SOCHI, Russia (Reuters) – Washington demanded on Friday that Russia pull its troops out of Georgia “now”, but Moscow said it would be another 10 days before the bulk of its force left Georgian soil.
In a sign of growing tension between Moscow and the West over the conflict in Georgia, a Russian news agency reported that Russia had temporarily frozen cooperation with the NATO alliance, though there was no immediate confirmation.
In some of Washington’s toughest comments to date, the White House declared Russia in violation of its commitments to leave the territory of Georgia after routing Georgian forces in a war that erupted two weeks ago.
White House spokesman Gordon Johndroe said he could not imagine a circumstance in which the United States would engage in military-to-military cooperation with Moscow until the Georgia situation was resolved.
U.S. impatience has been growing by the day as it waits for a full-scale pullout of troops and weaponry that Russia sent into its small Caucasus neighbor two weeks ago to counter a Georgian attack on the Moscow-backed South Ossetia region.
A Reuters reporter saw a column of T-72 main battle tanks lumbering across the border from Russia into Georgia — the first sign of heavy armor being withdrawn from Georgian soil — but elsewhere Russian forces remained in place.

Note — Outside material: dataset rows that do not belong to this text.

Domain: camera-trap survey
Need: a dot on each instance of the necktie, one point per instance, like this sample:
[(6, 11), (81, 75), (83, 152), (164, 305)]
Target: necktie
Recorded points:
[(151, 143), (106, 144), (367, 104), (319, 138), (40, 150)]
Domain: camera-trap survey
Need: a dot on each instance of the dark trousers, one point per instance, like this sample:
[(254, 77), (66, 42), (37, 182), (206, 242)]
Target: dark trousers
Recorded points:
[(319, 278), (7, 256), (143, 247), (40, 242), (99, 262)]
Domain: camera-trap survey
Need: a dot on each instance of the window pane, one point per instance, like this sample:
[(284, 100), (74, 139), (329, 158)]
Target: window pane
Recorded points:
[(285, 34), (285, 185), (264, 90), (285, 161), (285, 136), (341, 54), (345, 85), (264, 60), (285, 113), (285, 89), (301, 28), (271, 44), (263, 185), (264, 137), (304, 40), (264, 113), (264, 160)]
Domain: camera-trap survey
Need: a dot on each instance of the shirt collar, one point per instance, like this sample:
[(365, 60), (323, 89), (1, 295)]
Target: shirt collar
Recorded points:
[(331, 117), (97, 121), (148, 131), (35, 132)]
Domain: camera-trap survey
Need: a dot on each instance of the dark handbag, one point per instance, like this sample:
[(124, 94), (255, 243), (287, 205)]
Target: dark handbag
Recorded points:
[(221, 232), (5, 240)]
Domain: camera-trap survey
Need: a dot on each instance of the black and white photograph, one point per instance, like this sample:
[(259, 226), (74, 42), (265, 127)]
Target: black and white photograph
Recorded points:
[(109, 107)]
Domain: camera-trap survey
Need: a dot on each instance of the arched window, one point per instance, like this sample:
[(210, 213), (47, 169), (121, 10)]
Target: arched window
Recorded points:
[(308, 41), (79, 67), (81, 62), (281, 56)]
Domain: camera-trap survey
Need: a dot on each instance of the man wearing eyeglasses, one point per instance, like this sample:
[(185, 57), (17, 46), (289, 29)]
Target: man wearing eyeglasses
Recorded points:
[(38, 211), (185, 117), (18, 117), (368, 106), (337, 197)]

The commander of Russia’s ground forces said all troops sent to reinforce Russian peacekeepers in South Ossetia would go back to Russian within 10 days.
“These forces will be withdrawn to Russian territory,” Vladimir Boldyrev told reporters in Sochi, where Russian President Dmitry Medvedev has his summer residence, in a conference call.
It was not immediately clear how that timetable would fit in with a previous Russian commitment to pull back its forces to behind a buffer zone around South Ossetia by the end of Friday.
That buffer zone was emerging as a new source of contention between Russia and Georgia.
Moscow said even after the pullout it would station 500 troops in what it called a “zone of responsibility” as part of a peacekeeping operation to protect South Ossetia.
That would leave Russian troops still inside the Georgian heartland and close to the main east-west highway on which its economy depends.
Georgian President Mikheil Saakashvili, who is backed by the United States and wants to take his tiny ex-Soviet state into the NATO alliance, said he would not stand for that.
“There will be no buffer zones. We will never live with any buffer zones. We’ll never allow anything like this,” he told Reuters in the Georgian capital, Tbilisi.
COLUMN OF TANKS
A Reuters reporter at the Roki tunnel, a few kilometers (miles) from the Georgian-Russian border and the main access route for Russian forces, said some equipment was being pulled out.
“I can see 21 T-72 tanks moving towards the Roki tunnel in the direction of Russia,” he said.
“I can also see four Grad artillery launchers, several armored personnel carriers, and heavy trucks ready to move into the tunnel,” the reporter said.
Speaking earlier at a news conference, Saakashvili said far from pulling back, the Russian army if anything was widening the areas it occupied.
“They don’t show any sign that they want to give up control,” he said. “It looks like the word ‘withdrawal’ is understood in different ways by different people.”
The crisis erupted on August 7-8 when Georgia tried to retake South Ossetia, a pro-Moscow region which broke with Tbilisi in 1992. Russian forces hit back, thrusting beyond the region deep into Georgia and overrunning the army in fierce fighting.
NATO states have pressed Russia to pull its troops swiftly out of Georgia and the alliance this week froze contacts with Russia over the conflict.
Russia’s RIA news agency quoted Dmitry Rogozin, Russia’s ambassador to the alliance, as saying the defence ministry had temporarily frozen cooperation with NATO pending a decision by the Kremlin on long-term ties.
That could threaten a deal under which many of the supplies to the NATO security force in Afghanistan are flown in through Russian airspace.
Underlining Western support for Georgia, a top U.S. general said the Pentagon expects to help Tbilisi rebuild its military, which was left crippled by the Russian attack.
Valery Gergiev, Russia’s best-known living conductor and an ethnic Ossetian, was holding a concert in South Ossetia on Thursday designed to focus the world’s attention on what he said was the devastation Georgian forces inflicted on the region.
But Georgia has accused Russia and their South Ossetian separatist allies of exploiting the Georgian defeat to drive ethnic Georgians out of their homes in the region, and torching their villages.